Florida Real Estate Exam Study Guide
Pass the Florida Real Estate Sales Associate exam on your first attempt. 75 original practice questions with detailed answer explanations, complete coverage of all 19 Pearson VUE content areas, and every real estate math formula you’ll see on test day — built for candidates who don’t have time to waste.
Beat the 47% First-Attempt Pass Rate
If you’ve been searching for a Florida real estate exam study guide, here’s the reality: the historical first-attempt pass rate hovers around 47–51%. Roughly half of candidates fail on their first try — not because the material is impossible, but because they study from a 600-page pre-license textbook that doesn’t focus on what’s actually tested. This guide is different. It distills Chapter 475 Florida Statutes and Chapter 61J2 Florida Administrative Code into quick-reference tables, walks through every real estate math formula you need (commission, LTV, prorations, documentary stamps, capitalization, acreage), and includes 75 original practice questions with detailed answer explanations. Designed for candidates preparing for the Pearson VUE Florida real estate exam who want to pass on their first attempt.

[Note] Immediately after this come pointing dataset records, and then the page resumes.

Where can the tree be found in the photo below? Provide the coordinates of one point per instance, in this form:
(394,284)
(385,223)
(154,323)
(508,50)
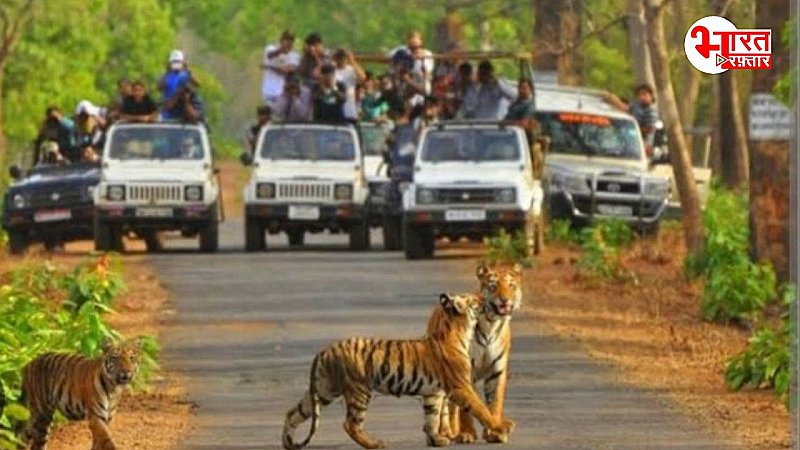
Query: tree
(679,151)
(15,15)
(770,186)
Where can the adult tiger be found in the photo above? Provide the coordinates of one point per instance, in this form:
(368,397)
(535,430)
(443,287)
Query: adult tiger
(429,367)
(501,291)
(80,388)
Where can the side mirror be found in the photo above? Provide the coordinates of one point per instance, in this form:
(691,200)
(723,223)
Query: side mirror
(246,159)
(15,172)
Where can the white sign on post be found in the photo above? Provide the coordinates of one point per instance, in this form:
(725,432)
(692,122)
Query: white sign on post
(769,118)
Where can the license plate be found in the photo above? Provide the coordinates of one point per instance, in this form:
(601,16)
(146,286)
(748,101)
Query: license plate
(465,215)
(154,212)
(52,216)
(303,212)
(615,210)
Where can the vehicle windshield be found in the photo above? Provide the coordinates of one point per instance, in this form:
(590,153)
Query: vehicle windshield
(156,143)
(588,134)
(480,145)
(315,144)
(373,139)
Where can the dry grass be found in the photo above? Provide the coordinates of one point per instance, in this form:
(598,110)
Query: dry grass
(650,329)
(153,420)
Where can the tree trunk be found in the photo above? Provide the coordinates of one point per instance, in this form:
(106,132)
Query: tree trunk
(679,153)
(556,31)
(637,41)
(769,160)
(733,136)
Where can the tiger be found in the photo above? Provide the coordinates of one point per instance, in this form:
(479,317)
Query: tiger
(80,388)
(501,293)
(431,366)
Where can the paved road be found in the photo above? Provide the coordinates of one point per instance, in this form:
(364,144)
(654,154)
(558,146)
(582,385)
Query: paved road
(248,325)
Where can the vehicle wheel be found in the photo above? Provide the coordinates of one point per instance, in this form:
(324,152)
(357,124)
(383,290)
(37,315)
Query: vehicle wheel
(254,238)
(359,236)
(418,242)
(296,237)
(17,242)
(209,235)
(392,233)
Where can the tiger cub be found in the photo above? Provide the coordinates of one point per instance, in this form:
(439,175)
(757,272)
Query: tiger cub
(501,291)
(80,388)
(435,365)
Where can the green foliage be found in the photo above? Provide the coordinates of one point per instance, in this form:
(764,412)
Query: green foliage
(736,288)
(505,247)
(766,362)
(43,310)
(602,245)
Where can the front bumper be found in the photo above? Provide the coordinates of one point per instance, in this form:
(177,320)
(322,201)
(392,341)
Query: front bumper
(160,217)
(586,208)
(79,224)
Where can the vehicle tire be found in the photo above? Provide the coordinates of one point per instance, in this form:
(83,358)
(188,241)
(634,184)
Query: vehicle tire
(296,238)
(392,233)
(254,238)
(209,235)
(359,236)
(17,242)
(418,241)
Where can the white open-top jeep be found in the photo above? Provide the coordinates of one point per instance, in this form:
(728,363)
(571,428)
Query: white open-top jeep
(156,177)
(306,178)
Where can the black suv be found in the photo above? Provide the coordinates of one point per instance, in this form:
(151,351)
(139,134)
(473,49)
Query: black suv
(51,204)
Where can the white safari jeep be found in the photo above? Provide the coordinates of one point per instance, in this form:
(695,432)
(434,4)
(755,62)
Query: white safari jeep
(596,167)
(156,177)
(306,178)
(470,179)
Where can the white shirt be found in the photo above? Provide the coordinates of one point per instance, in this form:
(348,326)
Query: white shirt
(272,85)
(347,75)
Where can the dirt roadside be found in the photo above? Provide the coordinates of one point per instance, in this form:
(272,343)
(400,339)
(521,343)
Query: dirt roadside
(157,419)
(651,331)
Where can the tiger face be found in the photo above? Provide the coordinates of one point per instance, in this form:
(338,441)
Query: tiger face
(121,362)
(501,288)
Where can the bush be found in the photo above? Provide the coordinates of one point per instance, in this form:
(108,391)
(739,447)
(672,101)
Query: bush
(45,310)
(602,246)
(736,288)
(766,361)
(504,247)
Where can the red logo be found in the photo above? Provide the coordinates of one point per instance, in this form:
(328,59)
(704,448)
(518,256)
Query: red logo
(713,45)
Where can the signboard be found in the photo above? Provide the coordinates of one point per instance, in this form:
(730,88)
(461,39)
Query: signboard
(769,118)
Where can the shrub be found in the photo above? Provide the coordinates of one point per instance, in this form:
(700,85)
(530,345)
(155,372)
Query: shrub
(45,310)
(602,246)
(736,288)
(504,247)
(766,361)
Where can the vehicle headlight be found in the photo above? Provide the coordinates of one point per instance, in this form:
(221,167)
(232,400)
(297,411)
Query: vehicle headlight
(508,195)
(193,193)
(265,190)
(343,192)
(19,201)
(115,192)
(425,196)
(569,182)
(658,188)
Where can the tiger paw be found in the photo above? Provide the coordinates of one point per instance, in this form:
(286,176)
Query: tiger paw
(466,437)
(438,441)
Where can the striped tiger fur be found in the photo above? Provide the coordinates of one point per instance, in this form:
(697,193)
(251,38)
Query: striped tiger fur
(80,388)
(429,367)
(501,292)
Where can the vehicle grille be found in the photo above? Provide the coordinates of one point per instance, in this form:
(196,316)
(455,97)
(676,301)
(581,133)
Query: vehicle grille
(58,197)
(158,193)
(618,187)
(305,191)
(466,196)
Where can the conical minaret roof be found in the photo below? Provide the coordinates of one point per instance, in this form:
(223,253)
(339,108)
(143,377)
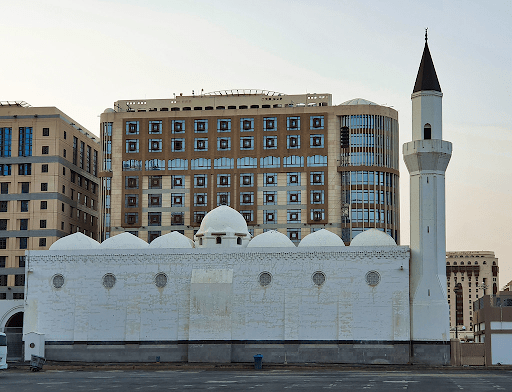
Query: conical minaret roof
(427,77)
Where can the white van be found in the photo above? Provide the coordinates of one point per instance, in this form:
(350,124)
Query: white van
(3,351)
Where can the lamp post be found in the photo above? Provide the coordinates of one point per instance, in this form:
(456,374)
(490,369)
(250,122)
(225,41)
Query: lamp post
(457,290)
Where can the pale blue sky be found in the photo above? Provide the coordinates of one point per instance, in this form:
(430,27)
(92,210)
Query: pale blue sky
(81,56)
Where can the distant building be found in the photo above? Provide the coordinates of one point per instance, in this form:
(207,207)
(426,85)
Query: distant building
(477,272)
(292,163)
(49,189)
(493,327)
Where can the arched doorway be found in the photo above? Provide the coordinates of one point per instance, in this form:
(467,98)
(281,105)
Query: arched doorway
(14,331)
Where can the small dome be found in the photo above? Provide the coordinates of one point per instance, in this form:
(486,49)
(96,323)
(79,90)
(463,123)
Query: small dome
(271,239)
(373,237)
(172,240)
(223,219)
(322,238)
(74,242)
(358,101)
(124,241)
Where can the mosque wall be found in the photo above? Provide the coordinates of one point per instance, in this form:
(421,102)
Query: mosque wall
(214,308)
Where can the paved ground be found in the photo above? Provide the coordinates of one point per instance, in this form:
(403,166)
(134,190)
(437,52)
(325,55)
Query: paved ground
(249,380)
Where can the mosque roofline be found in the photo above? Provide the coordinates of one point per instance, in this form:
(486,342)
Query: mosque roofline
(426,80)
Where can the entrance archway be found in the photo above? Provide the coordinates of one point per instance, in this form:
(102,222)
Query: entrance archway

Florida Real Estate Exam Facts at a Glance
Exam Format
100 multiple choice
Time Limit
3 hours 30 min
Passing Score
75 out of 100
Exam Fee
$36.75
Your Step-by-Step Path to Passing
The exact 7-step study sequence our guide walks you through
Complete Your 63-Hour Pre-License Course
Florida law requires every Sales Associate candidate to finish a 63-hour pre-license course from a state-approved provider before sitting for the exam. This guide is a focused exam-prep companion — it doesn’t replace the course.

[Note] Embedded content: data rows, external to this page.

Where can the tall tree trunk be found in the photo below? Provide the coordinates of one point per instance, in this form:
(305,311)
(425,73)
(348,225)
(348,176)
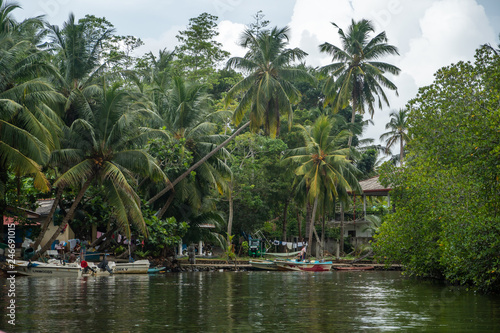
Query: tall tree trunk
(285,211)
(103,237)
(49,218)
(299,219)
(197,164)
(323,234)
(311,226)
(230,217)
(354,107)
(308,218)
(341,228)
(166,205)
(401,151)
(66,219)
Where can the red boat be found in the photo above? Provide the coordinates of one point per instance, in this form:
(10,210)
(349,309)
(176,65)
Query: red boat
(304,265)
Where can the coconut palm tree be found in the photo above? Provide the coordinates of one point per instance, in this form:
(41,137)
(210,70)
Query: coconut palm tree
(398,131)
(267,91)
(189,119)
(29,126)
(323,168)
(102,150)
(77,49)
(356,74)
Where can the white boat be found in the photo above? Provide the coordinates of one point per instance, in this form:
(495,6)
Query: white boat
(263,264)
(305,265)
(56,268)
(136,267)
(38,268)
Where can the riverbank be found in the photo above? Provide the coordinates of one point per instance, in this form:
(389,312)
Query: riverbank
(217,264)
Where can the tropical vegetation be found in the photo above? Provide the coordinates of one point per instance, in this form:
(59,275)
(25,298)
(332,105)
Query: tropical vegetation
(190,145)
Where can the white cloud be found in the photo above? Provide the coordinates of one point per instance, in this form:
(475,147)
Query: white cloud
(451,31)
(229,35)
(167,40)
(430,34)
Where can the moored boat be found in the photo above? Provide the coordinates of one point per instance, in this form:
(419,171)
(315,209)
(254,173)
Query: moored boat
(304,265)
(136,267)
(263,264)
(37,268)
(354,268)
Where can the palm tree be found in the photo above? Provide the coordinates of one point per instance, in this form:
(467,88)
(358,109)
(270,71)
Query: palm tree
(398,126)
(356,75)
(267,91)
(77,49)
(188,117)
(102,150)
(324,170)
(29,126)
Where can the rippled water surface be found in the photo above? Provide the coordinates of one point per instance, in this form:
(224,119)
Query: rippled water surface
(247,302)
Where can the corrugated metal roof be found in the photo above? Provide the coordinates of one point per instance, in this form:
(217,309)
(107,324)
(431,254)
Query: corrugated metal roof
(372,186)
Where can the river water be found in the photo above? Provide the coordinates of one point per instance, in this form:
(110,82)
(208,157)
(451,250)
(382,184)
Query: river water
(247,302)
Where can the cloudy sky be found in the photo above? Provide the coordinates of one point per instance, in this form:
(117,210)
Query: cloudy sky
(428,33)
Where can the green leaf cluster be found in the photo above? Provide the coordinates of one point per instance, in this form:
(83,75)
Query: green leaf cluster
(446,221)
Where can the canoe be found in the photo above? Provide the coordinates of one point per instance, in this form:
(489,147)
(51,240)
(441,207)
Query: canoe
(354,268)
(136,267)
(305,265)
(37,268)
(155,270)
(266,265)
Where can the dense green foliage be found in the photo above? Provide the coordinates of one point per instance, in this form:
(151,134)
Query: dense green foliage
(84,121)
(447,222)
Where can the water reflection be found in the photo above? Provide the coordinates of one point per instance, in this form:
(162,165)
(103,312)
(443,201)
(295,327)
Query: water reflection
(248,302)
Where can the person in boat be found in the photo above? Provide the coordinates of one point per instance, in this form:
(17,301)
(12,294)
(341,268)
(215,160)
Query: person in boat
(302,254)
(103,265)
(86,267)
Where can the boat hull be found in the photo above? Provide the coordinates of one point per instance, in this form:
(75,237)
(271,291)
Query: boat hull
(306,266)
(264,265)
(136,267)
(354,268)
(42,269)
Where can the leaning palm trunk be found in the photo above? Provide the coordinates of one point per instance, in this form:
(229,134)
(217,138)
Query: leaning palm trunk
(166,205)
(66,219)
(47,221)
(311,226)
(341,229)
(230,218)
(353,115)
(197,164)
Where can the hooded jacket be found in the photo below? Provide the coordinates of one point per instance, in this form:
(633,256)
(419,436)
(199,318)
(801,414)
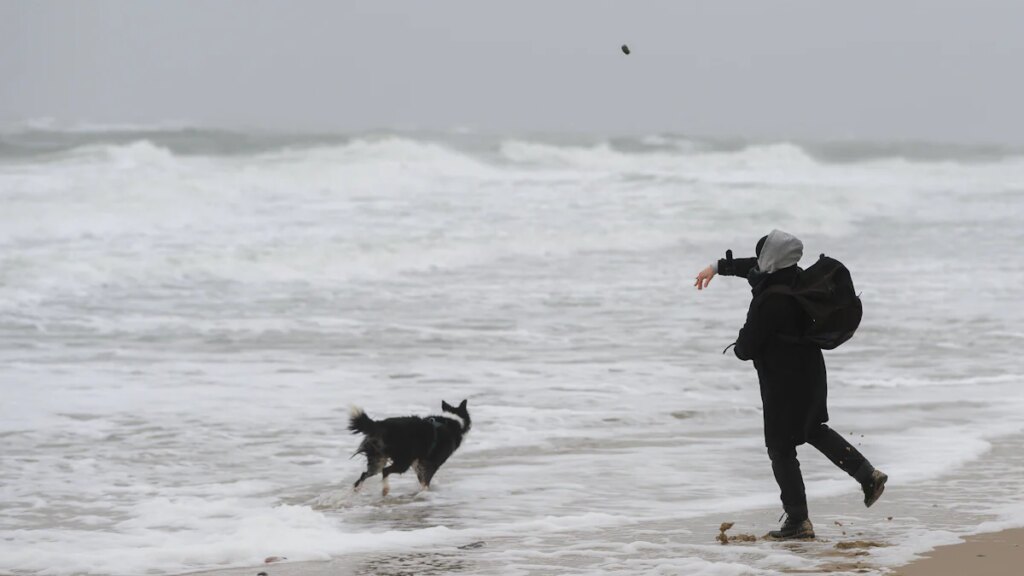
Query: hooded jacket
(792,375)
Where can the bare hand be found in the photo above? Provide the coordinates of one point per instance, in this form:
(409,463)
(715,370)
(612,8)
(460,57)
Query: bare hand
(704,279)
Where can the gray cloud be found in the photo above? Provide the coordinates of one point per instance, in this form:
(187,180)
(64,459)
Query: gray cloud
(912,70)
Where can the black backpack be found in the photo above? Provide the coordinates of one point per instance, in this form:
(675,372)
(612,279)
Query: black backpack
(825,292)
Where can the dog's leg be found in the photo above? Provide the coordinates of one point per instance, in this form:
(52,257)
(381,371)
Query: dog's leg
(374,465)
(425,471)
(397,466)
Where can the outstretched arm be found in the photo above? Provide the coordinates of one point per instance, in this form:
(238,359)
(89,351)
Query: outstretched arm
(725,266)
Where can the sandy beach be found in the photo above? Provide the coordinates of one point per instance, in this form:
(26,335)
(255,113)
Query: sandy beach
(997,553)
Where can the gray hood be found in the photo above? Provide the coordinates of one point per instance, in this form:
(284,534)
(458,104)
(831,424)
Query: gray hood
(780,250)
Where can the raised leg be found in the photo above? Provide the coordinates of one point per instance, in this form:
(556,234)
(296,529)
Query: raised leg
(842,453)
(374,466)
(425,471)
(397,466)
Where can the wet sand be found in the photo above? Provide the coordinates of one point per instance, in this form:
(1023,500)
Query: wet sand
(997,553)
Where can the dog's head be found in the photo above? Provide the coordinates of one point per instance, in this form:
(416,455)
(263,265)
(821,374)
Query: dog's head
(459,411)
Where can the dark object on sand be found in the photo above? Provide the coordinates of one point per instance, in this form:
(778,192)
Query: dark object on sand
(722,537)
(795,528)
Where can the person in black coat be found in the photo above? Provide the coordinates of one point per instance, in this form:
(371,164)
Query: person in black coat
(792,375)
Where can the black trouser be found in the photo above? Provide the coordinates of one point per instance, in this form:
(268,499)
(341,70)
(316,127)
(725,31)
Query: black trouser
(786,468)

- Approved providers include Bob Hogue, Climer School, Gold Coast, Larson, Real Estate Express, and others
- Pass the end-of-course exam with 70% or higher
- Submit DBPR application with fingerprints (about $89 + fingerprinting fee)
Master the National Portion (45 Questions)
Drill the national content areas first — they’re the same concepts tested in every state and form the foundation for the Florida-specific portion.
📘 Our guide’s Part 1 covers deeds, titles, the bundle of rights, contracts essentials, financing fundamentals, valuation approaches, fair housing protected classes, federal income tax rules, and more — in quick-reference table format so you can scan fast and recall on test day.
Master the Florida-Specific Portion (45 Questions)
This is where most candidates lose points. Florida law has specific quirks that the national portion doesn’t cover.
Brokerage relationships: Florida is a transaction broker default state — heavily tested
FREC composition: 7 members, 4-year terms, 2 consumer members
Escrow rules: 3-business-day deposit rule, 15-day FREC notification on conflicts
Florida disclosures: Radon (all contracts), homestead, SOH, condo cancellation periods
Florida tax stamps: $0.70/$100 deed, $0.35/$100 note, $0.002/$1 mortgage intangible
Drill Real Estate Math (10 Questions)
Math is only 10% of the exam — but it’s the area that trips up the most candidates. Every formula has a pattern; once you see the pattern, the questions become easy points.
- Commission & percentage — Part = Whole × Rate (T-bar method)
- LTV calculations — Loan ÷ Value
- Tax prorations — 365-day method, day of closing belongs to buyer
- Property tax — Taxable value × (Millage ÷ 1,000)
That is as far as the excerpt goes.